My life style is driven by my data. All of my work (programming, presentations, blogs...) is in a digital format. Most of my play is a digital format too (eBooks, music, film/tv shows, writing, 3D printing...)
The things in my life that are not digital almost always have a significant digital footprint (pictures/video of my family, financial records, files for my 3D printed rocket, the catalog of my NERF guns, the downloaded manuals for my LEGO sets...)
Organizing, storing, and securing data has become my
clinically diagnosed obsession "meta hobby" if you will.
The internet is filled advice for how to backup, tools to do the backups, and service providers who will take your money to do it for you. A comprehensive survey of the backup ecosystem is out of scope for a single blog post however, so in this post, I want to outline the particular path I have taken and discuss some specific tools that I have found to be helpful.
The best advice you can get on data backups is to "be redundant"! Digital data is surprisingly fragile. A few wrong clicks, a crashed hard drive, the wrong amount of electricity in the wrong place, an unusually active sun spot, and your data can be lost, corrupted, or inaccessible.

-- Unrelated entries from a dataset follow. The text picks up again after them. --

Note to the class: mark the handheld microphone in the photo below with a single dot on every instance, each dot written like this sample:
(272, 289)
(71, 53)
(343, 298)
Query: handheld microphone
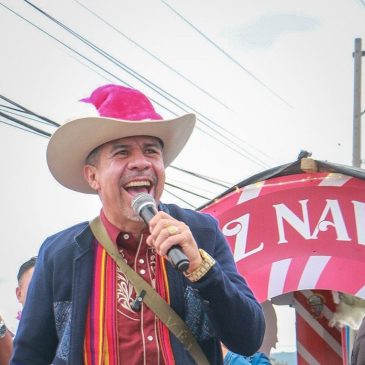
(144, 205)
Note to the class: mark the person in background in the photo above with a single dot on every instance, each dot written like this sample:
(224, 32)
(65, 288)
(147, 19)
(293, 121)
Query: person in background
(358, 349)
(6, 343)
(80, 307)
(6, 336)
(24, 277)
(262, 356)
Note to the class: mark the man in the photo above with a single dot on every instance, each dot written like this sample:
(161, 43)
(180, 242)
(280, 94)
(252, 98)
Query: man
(6, 336)
(80, 307)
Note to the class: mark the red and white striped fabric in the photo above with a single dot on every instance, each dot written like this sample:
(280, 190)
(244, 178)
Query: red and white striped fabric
(296, 232)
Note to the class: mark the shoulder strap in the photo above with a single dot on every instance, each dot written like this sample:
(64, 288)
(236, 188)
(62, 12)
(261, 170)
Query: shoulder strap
(152, 299)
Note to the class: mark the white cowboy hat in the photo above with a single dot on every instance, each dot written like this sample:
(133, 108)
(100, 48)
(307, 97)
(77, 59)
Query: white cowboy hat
(123, 114)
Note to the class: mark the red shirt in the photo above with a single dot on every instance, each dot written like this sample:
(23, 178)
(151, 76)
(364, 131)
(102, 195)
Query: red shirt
(137, 331)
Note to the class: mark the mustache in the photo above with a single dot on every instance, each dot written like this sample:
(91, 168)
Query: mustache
(138, 176)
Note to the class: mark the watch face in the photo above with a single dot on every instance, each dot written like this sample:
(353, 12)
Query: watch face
(2, 329)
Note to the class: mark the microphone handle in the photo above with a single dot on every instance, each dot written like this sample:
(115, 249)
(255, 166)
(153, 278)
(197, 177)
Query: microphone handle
(175, 254)
(178, 259)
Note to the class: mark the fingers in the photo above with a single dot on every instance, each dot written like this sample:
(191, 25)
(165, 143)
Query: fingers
(166, 232)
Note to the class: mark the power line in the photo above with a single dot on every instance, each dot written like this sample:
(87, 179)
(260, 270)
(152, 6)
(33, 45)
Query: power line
(214, 181)
(152, 55)
(25, 125)
(175, 71)
(226, 53)
(178, 197)
(152, 85)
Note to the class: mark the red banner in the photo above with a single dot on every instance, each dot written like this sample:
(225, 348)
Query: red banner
(304, 231)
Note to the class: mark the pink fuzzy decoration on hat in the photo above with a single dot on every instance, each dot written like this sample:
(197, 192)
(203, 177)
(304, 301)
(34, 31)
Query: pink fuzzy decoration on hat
(120, 102)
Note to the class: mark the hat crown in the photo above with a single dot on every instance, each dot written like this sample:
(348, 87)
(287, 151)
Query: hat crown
(120, 102)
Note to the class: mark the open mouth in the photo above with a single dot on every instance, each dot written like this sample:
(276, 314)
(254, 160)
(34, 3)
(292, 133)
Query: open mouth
(136, 187)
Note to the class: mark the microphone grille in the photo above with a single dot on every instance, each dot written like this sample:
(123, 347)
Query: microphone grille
(141, 200)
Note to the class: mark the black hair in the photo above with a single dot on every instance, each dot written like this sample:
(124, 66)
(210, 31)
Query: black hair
(26, 266)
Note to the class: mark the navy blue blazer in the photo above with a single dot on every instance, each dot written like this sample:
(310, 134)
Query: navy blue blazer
(219, 307)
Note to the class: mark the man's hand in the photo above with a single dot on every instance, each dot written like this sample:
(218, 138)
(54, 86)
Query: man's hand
(166, 232)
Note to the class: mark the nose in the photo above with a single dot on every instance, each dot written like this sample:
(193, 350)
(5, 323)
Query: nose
(139, 162)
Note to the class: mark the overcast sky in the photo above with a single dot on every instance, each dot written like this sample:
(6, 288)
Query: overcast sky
(267, 79)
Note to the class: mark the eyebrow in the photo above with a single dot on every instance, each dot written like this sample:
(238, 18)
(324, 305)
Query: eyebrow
(152, 143)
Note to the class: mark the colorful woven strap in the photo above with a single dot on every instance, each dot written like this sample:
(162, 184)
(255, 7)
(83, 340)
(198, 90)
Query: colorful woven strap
(152, 299)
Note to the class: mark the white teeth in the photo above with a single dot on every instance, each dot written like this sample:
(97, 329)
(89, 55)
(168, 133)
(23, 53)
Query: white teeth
(138, 183)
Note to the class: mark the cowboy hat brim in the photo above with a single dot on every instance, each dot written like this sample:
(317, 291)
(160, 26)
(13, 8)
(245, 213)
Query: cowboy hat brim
(70, 145)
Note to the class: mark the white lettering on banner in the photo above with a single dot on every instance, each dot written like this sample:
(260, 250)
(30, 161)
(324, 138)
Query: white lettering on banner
(359, 208)
(331, 216)
(301, 226)
(338, 221)
(240, 229)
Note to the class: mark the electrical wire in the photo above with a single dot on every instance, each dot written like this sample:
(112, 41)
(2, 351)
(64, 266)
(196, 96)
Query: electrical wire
(225, 53)
(156, 88)
(26, 125)
(151, 54)
(211, 180)
(178, 197)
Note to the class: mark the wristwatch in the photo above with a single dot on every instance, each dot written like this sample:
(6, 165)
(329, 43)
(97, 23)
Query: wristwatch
(2, 329)
(207, 263)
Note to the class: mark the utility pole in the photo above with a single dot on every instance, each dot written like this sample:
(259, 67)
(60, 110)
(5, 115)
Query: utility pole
(356, 133)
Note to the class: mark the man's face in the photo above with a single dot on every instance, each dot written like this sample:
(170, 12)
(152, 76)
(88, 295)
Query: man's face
(22, 289)
(122, 169)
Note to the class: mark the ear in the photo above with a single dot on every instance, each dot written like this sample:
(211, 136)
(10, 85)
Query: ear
(90, 175)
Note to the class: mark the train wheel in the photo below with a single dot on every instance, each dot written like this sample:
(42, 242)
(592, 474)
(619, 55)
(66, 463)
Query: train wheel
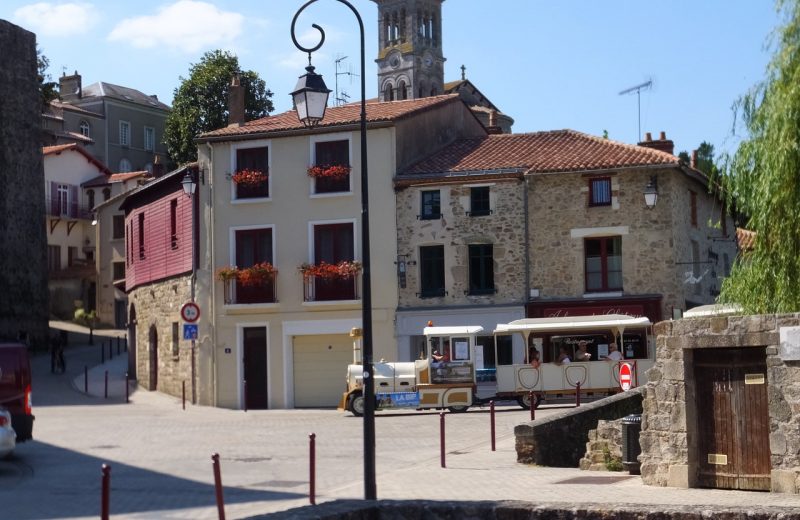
(357, 404)
(524, 400)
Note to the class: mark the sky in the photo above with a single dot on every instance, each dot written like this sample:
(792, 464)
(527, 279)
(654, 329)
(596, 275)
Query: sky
(549, 65)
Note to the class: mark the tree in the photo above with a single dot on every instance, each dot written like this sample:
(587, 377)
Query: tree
(763, 179)
(200, 104)
(47, 89)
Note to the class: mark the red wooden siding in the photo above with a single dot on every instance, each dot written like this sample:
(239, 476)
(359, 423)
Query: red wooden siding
(165, 254)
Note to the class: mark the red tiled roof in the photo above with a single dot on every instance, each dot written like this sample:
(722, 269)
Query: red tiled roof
(334, 116)
(539, 152)
(57, 149)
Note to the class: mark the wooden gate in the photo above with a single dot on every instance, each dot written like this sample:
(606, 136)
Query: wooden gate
(733, 421)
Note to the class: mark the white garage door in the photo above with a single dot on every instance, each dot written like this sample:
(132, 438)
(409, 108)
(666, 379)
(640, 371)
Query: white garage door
(320, 365)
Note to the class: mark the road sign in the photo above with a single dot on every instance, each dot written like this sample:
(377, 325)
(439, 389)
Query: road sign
(625, 376)
(190, 312)
(189, 331)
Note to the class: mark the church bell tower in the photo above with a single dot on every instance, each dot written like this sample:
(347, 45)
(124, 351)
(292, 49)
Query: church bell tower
(410, 60)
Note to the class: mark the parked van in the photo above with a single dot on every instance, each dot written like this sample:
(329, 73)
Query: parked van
(15, 388)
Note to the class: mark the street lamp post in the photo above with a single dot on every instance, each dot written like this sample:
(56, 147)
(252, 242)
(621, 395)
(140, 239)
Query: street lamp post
(189, 188)
(311, 96)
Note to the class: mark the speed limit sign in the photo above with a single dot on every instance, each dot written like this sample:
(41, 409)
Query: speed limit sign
(190, 312)
(625, 376)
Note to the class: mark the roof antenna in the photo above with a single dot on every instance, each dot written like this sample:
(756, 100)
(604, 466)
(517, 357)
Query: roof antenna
(638, 89)
(343, 97)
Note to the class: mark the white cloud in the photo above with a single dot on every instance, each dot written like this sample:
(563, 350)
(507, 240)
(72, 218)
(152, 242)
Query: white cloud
(57, 19)
(186, 25)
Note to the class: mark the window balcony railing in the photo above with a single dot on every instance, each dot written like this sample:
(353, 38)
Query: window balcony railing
(57, 208)
(262, 291)
(319, 289)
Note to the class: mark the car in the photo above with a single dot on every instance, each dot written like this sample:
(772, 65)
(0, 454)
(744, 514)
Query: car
(8, 438)
(15, 388)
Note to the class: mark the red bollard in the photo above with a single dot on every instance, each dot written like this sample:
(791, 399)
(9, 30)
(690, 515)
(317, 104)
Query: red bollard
(218, 487)
(312, 481)
(105, 484)
(441, 438)
(491, 414)
(533, 405)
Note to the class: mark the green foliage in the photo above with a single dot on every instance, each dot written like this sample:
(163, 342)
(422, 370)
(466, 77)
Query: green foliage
(612, 463)
(763, 179)
(48, 90)
(200, 103)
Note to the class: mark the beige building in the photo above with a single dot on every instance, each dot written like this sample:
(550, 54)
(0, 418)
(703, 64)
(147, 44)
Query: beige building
(287, 333)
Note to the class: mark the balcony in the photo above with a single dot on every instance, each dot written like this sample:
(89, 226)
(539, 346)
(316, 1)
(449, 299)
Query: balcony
(237, 292)
(323, 289)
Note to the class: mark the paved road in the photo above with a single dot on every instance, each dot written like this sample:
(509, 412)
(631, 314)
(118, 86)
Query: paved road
(161, 457)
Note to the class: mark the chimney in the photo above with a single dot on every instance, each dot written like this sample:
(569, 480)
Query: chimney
(236, 102)
(663, 144)
(69, 87)
(493, 128)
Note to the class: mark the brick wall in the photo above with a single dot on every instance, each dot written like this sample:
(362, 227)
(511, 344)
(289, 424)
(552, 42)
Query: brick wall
(23, 262)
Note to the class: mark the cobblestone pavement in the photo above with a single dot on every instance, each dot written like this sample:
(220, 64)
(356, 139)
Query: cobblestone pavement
(160, 457)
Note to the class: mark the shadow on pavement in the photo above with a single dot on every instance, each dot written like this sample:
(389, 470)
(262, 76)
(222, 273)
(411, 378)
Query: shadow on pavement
(133, 490)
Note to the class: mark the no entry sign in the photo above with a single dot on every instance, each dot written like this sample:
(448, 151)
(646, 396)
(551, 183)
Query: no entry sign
(625, 376)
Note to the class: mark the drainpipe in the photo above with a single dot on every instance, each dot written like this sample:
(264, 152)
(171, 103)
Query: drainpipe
(527, 248)
(212, 305)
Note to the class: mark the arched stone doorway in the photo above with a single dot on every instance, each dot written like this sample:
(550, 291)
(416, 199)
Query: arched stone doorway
(132, 342)
(153, 350)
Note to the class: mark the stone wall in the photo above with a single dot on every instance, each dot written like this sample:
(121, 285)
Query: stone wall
(157, 309)
(535, 440)
(456, 230)
(23, 262)
(669, 425)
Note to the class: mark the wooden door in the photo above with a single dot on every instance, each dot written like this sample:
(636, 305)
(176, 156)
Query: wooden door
(153, 348)
(733, 422)
(255, 367)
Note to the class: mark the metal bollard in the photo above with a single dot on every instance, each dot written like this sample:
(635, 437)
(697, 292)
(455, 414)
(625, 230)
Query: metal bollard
(441, 438)
(533, 407)
(105, 484)
(218, 487)
(312, 480)
(491, 414)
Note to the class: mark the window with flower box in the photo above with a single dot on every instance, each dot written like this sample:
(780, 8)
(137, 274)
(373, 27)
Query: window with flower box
(334, 274)
(255, 280)
(331, 169)
(251, 177)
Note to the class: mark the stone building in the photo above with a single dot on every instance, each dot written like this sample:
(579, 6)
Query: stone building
(23, 264)
(548, 224)
(722, 407)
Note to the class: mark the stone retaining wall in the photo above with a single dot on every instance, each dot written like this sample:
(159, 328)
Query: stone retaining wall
(570, 429)
(515, 510)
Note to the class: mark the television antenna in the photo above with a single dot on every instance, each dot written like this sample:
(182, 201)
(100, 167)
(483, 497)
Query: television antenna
(342, 97)
(638, 89)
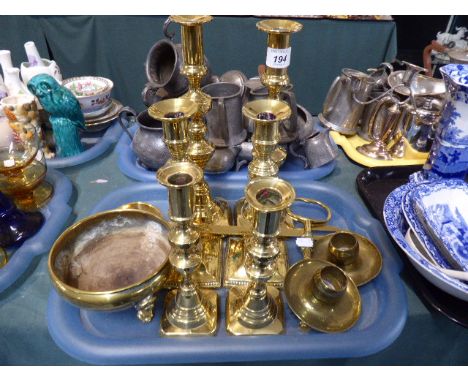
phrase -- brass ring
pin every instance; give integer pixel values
(310, 221)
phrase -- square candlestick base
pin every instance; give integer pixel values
(209, 300)
(234, 268)
(236, 299)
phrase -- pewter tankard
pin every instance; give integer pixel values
(341, 112)
(224, 120)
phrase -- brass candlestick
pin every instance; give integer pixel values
(276, 76)
(259, 309)
(174, 115)
(187, 311)
(206, 210)
(266, 114)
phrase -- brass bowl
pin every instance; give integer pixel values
(79, 236)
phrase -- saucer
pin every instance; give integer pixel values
(397, 226)
(103, 121)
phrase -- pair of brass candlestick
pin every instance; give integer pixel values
(196, 252)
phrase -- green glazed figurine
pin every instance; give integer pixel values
(65, 113)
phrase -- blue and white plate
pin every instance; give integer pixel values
(419, 230)
(397, 227)
(442, 208)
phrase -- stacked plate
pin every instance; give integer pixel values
(103, 121)
(429, 221)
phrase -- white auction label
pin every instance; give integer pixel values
(9, 163)
(278, 58)
(305, 242)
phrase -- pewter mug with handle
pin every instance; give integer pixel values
(148, 141)
(341, 112)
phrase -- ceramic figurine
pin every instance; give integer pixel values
(449, 153)
(66, 116)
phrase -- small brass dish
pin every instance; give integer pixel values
(322, 296)
(113, 260)
(353, 253)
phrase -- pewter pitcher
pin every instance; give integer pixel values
(147, 142)
(341, 112)
(224, 120)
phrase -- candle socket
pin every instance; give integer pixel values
(279, 32)
(206, 210)
(187, 310)
(259, 309)
(174, 115)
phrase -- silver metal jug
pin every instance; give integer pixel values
(341, 111)
(224, 120)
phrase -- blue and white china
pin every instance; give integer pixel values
(442, 209)
(397, 227)
(449, 154)
(419, 230)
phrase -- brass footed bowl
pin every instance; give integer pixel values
(113, 260)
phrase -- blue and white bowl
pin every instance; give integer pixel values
(397, 227)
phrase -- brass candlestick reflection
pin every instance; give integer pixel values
(259, 309)
(206, 210)
(174, 115)
(187, 310)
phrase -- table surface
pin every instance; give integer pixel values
(428, 337)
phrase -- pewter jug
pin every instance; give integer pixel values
(341, 109)
(147, 142)
(224, 120)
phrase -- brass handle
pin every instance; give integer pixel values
(310, 222)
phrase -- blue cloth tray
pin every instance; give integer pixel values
(119, 338)
(56, 213)
(102, 144)
(292, 168)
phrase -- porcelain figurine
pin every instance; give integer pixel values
(66, 116)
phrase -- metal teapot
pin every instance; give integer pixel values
(342, 109)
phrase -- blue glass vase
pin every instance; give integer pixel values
(15, 225)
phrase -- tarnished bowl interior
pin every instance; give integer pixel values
(110, 259)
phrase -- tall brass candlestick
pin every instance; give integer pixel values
(187, 310)
(266, 114)
(276, 76)
(278, 59)
(206, 210)
(259, 309)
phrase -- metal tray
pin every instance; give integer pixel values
(97, 143)
(119, 338)
(350, 143)
(56, 213)
(374, 185)
(293, 167)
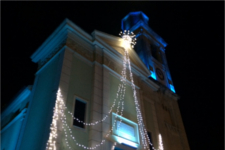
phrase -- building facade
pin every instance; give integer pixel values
(89, 73)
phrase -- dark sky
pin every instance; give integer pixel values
(194, 32)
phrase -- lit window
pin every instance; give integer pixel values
(125, 132)
(79, 112)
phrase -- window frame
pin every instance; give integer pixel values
(128, 122)
(86, 111)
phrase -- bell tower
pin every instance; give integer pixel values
(150, 47)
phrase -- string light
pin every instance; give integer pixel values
(129, 40)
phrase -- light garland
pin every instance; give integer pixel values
(120, 94)
(129, 40)
(59, 106)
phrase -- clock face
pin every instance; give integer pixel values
(159, 74)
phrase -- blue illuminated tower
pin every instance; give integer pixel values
(150, 47)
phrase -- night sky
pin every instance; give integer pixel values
(194, 32)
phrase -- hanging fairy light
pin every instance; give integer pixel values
(129, 40)
(59, 106)
(120, 94)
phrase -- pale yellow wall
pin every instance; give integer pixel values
(80, 85)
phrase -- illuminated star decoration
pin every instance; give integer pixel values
(128, 37)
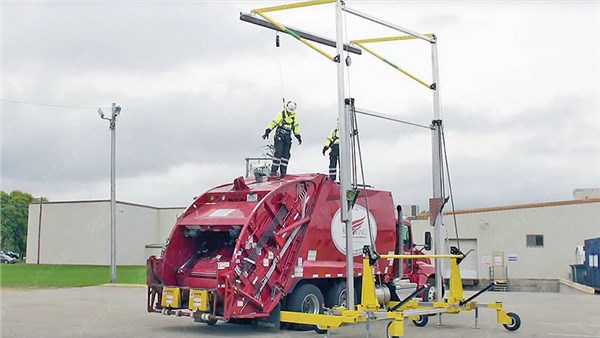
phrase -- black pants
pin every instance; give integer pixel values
(283, 144)
(334, 156)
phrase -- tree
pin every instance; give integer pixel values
(14, 209)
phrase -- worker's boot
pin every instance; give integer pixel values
(282, 170)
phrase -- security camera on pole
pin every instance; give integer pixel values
(115, 111)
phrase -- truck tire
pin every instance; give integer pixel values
(306, 298)
(337, 295)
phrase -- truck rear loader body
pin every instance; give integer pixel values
(240, 250)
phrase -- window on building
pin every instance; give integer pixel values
(534, 241)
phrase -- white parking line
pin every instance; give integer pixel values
(572, 335)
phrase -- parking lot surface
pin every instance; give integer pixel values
(102, 311)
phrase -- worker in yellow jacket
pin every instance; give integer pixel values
(333, 142)
(285, 124)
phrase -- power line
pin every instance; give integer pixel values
(50, 105)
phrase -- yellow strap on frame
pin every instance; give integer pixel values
(393, 65)
(292, 33)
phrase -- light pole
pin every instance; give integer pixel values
(115, 111)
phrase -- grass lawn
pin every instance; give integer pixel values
(50, 275)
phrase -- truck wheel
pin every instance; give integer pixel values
(337, 295)
(516, 322)
(306, 298)
(387, 331)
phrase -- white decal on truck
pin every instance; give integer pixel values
(360, 230)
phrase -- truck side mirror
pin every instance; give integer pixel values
(427, 241)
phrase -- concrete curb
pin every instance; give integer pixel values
(117, 285)
(577, 286)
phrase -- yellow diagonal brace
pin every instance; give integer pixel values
(292, 33)
(391, 38)
(294, 5)
(393, 65)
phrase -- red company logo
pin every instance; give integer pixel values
(356, 224)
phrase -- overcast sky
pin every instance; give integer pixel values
(197, 86)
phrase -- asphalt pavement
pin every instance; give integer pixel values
(102, 311)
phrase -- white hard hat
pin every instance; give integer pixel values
(290, 106)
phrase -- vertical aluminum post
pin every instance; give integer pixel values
(40, 229)
(344, 123)
(437, 171)
(113, 202)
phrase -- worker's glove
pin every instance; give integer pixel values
(266, 134)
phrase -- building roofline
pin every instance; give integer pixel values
(107, 201)
(515, 207)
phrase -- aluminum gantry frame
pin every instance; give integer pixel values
(346, 107)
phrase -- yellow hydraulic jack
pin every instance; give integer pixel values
(396, 311)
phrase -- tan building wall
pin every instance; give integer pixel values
(79, 232)
(563, 225)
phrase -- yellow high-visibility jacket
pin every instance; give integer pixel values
(285, 120)
(333, 138)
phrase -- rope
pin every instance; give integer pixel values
(277, 45)
(364, 185)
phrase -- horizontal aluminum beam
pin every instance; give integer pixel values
(308, 36)
(388, 117)
(387, 24)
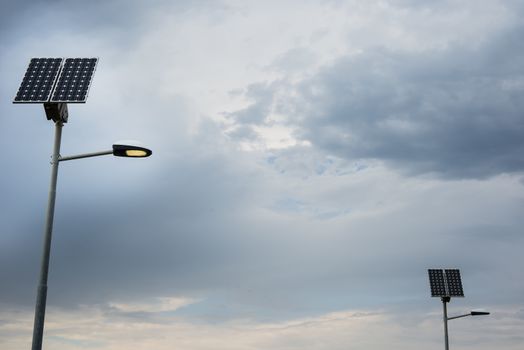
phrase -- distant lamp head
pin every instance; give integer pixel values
(130, 149)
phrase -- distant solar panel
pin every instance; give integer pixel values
(437, 282)
(74, 80)
(454, 283)
(38, 81)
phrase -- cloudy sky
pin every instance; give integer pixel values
(312, 159)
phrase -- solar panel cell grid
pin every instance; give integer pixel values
(454, 283)
(38, 80)
(74, 81)
(437, 282)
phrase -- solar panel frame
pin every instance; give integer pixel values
(454, 283)
(437, 283)
(74, 81)
(39, 80)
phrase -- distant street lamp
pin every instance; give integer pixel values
(56, 82)
(472, 313)
(446, 284)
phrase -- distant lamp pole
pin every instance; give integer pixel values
(54, 82)
(446, 283)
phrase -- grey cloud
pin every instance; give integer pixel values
(456, 113)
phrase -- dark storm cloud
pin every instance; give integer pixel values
(455, 112)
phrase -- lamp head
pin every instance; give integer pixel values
(131, 149)
(479, 313)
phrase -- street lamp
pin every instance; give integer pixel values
(446, 283)
(56, 82)
(471, 313)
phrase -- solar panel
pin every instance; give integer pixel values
(437, 282)
(38, 80)
(75, 80)
(445, 283)
(454, 283)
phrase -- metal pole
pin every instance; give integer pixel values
(445, 300)
(41, 297)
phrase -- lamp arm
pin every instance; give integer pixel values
(454, 317)
(85, 155)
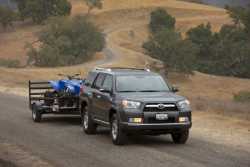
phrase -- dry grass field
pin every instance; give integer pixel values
(125, 25)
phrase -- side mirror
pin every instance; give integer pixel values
(175, 89)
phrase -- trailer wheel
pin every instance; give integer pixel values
(89, 127)
(36, 115)
(118, 136)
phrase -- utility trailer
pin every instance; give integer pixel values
(43, 99)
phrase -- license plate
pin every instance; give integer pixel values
(161, 116)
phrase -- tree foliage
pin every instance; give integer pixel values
(160, 19)
(226, 52)
(240, 16)
(176, 54)
(40, 10)
(66, 41)
(93, 4)
(7, 16)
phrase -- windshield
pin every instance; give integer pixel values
(141, 83)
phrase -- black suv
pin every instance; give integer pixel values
(133, 101)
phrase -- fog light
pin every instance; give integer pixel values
(183, 119)
(135, 120)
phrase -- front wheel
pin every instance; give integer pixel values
(118, 136)
(89, 127)
(180, 137)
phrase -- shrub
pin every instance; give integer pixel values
(66, 41)
(7, 16)
(160, 19)
(242, 96)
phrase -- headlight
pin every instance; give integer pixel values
(130, 104)
(185, 104)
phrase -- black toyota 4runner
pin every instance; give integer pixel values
(132, 101)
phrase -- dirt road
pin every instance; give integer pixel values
(61, 142)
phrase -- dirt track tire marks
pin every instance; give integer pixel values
(60, 141)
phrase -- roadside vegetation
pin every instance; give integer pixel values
(242, 96)
(7, 17)
(66, 41)
(62, 41)
(92, 4)
(9, 63)
(226, 52)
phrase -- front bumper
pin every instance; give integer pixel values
(158, 127)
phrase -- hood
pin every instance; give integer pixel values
(152, 97)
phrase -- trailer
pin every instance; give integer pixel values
(43, 99)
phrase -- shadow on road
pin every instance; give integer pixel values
(62, 120)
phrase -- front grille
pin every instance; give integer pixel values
(160, 107)
(154, 120)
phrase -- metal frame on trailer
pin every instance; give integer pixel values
(37, 91)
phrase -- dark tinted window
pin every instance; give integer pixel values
(141, 83)
(108, 82)
(90, 79)
(99, 81)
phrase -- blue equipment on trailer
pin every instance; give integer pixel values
(55, 97)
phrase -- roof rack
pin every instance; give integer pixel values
(122, 68)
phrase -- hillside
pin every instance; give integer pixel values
(119, 19)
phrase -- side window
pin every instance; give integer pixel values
(99, 81)
(108, 83)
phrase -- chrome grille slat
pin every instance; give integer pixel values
(160, 107)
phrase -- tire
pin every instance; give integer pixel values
(117, 135)
(180, 137)
(88, 125)
(36, 114)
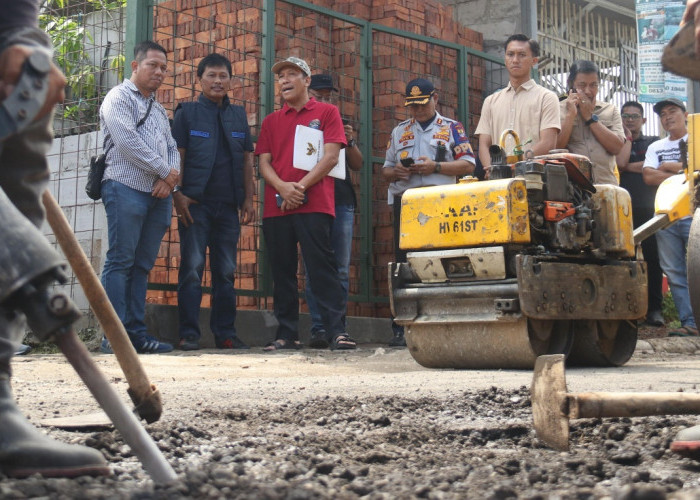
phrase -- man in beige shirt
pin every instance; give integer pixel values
(588, 127)
(524, 106)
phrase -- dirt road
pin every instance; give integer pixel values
(372, 423)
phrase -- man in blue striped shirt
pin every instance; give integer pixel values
(141, 171)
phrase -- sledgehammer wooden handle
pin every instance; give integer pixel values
(142, 392)
(631, 404)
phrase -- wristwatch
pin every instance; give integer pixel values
(592, 119)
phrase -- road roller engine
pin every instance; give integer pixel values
(536, 260)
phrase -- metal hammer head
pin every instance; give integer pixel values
(548, 394)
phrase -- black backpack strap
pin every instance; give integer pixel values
(141, 122)
(148, 112)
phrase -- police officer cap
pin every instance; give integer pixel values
(671, 101)
(322, 82)
(419, 91)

Despite the promises of "the cloud" there is no, single, completely safe place to put your data that is immune to interference or destruction (or theft or intrusion in the case of private data).
Your best plan is to store multiple copies in multiple places and forms so that if one copy is compromised, it can be restored quickly from an intact source.
This can become very confusing at first though if you do not exercise some discipline. This means you should only change your data in one place. You should have one central place that manages the "current" copy of your data. Every other copy should be a "read only" copy. You do not want to change data in multiple places because then you will not know where to look to find the latest version.
Get Your Data Together
The first step in backing up your digital life is an organizational one. You need to get your data together into one place. In my practice this is a single folder, under which I have an organizational scheme:
Data -> Backups -> Documents -> Media - eBooks -> Media - Audio -> Media - Audiobooks -> Media - Photography -> Media - Video -> Projects ->
You can organize your data however you want to, the above scheme is just what works for me. But it is important to have it in one (or as few) place(s) as possible.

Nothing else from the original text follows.